P2355R2: Postfix fold expressions

Audience: EWG
S. Davis Herring <herring@lanl.gov>
March 20, 2024

History

Since r1:

Rebased onto N4971, accounting for P2128
Discussed additional syntax for folding over a function
Clarified commentary

Since r0:

Prohibited inconsistent folds like (x[...[abc]])
Fixed syntax in index example
Used initializer-clause instead of redundant assign-or-braced-init-list

Introduction

Fold expressions work with binary operators, but not with unary operators: you can write !!…!!x, but there’s still only one x. However, there are other kinds of operators to which they might apply. In particular, there are several plausible use cases for the postfix operators [] and () (function call). This paper proposes extending the fold-expression syntax to support these two operators. The rationale for the syntactical structure is also presented.

Syntax

The appropriate syntax may not be immediately obvious, but it can be constructed by analogy to the binary operator case. In particular, the subscripting operator is almost an ordinary binary operator already. (Infamously, the built-in operator is commutative: 1["$?"] has the same meaning as "$?"[1].) Consider how it would be supported as a binary operator @ (to which we will not ascribe an associativity): if x @ a is equivalent to x[a], then x[a][b][c] is equivalent to ((x @ a) @ b) @ c, which is the result of the binary left fold (x @ ... @ abc). Bearing in mind the implied grouping, that fold suggests the syntax

(x[...][abc])

for the case of recursive indexing.

Similarly, (xyz[...[a]]) or (xyz @ ... @ a) means x @ (y @ (z @ a)) or x[y[z[a]]]: a lookup with a sequence of indirections. Note the corresponding nesting in the fold-expression form. Furthermore, (xyz[...]) is the unary right fold (xyz @ ...), which is x[y[z]], and the unary left fold (...[xyz]) means x[y][z]; these have somewhat narrower applicability, since elements of the same pack must be usable both as containers and as indices. As postfix-expressions have the highest precedence, parentheses are strictly required only for the unary cases, but it is prudent to require them in all cases for consistency.

The corresponding cases for the call operator are obvious: a left fold applies each result to the next argument as a function (in a fashion similar to method chaining), while a right fold composes functions in a pack.

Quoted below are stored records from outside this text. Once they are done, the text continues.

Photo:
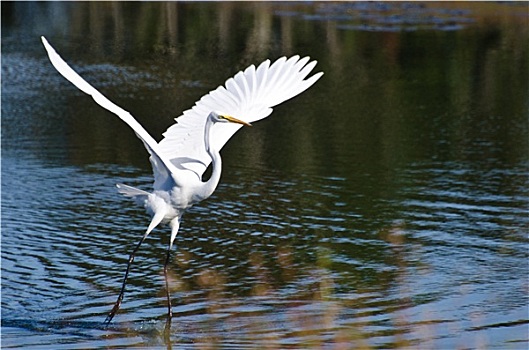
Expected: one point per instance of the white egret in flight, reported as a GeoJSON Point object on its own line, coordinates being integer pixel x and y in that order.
{"type": "Point", "coordinates": [194, 141]}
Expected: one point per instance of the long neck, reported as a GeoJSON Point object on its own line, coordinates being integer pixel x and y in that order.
{"type": "Point", "coordinates": [216, 162]}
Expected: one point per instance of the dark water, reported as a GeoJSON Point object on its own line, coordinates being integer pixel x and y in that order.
{"type": "Point", "coordinates": [386, 207]}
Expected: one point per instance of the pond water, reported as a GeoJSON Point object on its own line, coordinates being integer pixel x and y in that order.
{"type": "Point", "coordinates": [386, 207]}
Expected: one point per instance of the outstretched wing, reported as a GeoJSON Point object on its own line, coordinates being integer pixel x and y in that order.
{"type": "Point", "coordinates": [162, 167]}
{"type": "Point", "coordinates": [248, 96]}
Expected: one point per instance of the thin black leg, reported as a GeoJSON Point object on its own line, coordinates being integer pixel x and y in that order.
{"type": "Point", "coordinates": [120, 297]}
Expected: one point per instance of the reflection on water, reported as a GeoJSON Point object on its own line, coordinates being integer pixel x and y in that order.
{"type": "Point", "coordinates": [387, 207]}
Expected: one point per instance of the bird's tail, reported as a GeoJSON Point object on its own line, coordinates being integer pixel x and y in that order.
{"type": "Point", "coordinates": [130, 191]}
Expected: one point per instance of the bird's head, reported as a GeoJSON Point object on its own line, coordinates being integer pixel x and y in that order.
{"type": "Point", "coordinates": [224, 118]}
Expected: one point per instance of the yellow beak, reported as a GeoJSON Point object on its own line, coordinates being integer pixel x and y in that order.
{"type": "Point", "coordinates": [235, 120]}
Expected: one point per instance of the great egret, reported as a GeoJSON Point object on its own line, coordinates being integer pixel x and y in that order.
{"type": "Point", "coordinates": [194, 141]}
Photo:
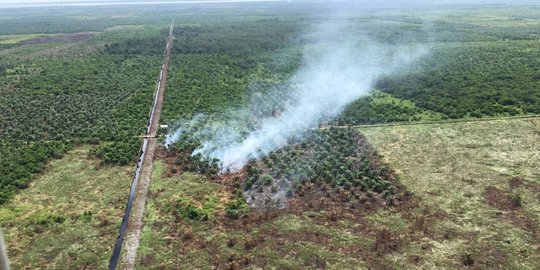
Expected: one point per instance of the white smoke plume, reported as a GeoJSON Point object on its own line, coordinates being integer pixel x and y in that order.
{"type": "Point", "coordinates": [337, 68]}
{"type": "Point", "coordinates": [331, 77]}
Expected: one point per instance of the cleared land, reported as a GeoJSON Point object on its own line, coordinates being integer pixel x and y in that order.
{"type": "Point", "coordinates": [69, 217]}
{"type": "Point", "coordinates": [477, 185]}
{"type": "Point", "coordinates": [474, 203]}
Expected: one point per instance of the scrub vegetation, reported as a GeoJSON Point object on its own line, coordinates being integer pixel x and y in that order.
{"type": "Point", "coordinates": [76, 88]}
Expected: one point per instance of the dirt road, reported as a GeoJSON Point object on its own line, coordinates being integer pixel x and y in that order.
{"type": "Point", "coordinates": [125, 252]}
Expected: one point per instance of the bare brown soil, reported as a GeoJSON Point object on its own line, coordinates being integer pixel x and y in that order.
{"type": "Point", "coordinates": [135, 225]}
{"type": "Point", "coordinates": [509, 206]}
{"type": "Point", "coordinates": [326, 207]}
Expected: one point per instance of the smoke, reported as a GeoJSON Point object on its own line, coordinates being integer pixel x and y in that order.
{"type": "Point", "coordinates": [181, 128]}
{"type": "Point", "coordinates": [332, 76]}
{"type": "Point", "coordinates": [337, 68]}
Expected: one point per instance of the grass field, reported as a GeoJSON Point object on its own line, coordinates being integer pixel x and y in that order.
{"type": "Point", "coordinates": [477, 185]}
{"type": "Point", "coordinates": [69, 217]}
{"type": "Point", "coordinates": [474, 204]}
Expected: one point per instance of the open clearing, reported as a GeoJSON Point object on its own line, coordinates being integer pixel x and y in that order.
{"type": "Point", "coordinates": [69, 217]}
{"type": "Point", "coordinates": [478, 185]}
{"type": "Point", "coordinates": [465, 179]}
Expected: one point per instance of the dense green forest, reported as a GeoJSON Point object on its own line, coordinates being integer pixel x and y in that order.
{"type": "Point", "coordinates": [98, 93]}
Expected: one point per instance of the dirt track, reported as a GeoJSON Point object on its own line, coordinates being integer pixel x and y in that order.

Of course, these operators are not strictly binary in that their right operand need not be a single expression. However, the generalization is straightforward: the right operand of a fold can be an entire (possibly empty) argument list. A unary fold must use the expansion of its operand on the left of the operator at least once, so only binary folds may be used:

(f(...)(abc,x))    // f(a,x)(b,x)(c,x)
(f(...)(abc,xyz))  // f(a,x)(b,y)(c,z)
(fgh(...(a,x)))    // f(g(h(a,x)))
(a[...][{ijk,0}])  // a[{i,0}][{j,0}][{k,0}]

Were it desired, even the cast operators would work in just the binary right fold case:

(static_cast<TUV>(static_cast<...>(a)))  // static_cast<T>(static_cast<U>(static_cast<V>(a)))
(TUV{...{a,x}})                          // T{U{V{a,x}}}
((TUV)(...)a)                            // (T)(U)(V)a

Placement new would similarly support just the binary left fold:

(new (new (x) ...) TUV)                  // new (new (new (x) T) U) V
(new (new (x) ...) T(abc,y))             // new (new (new (x) T(a,y)) T(b,y)) T(c,y)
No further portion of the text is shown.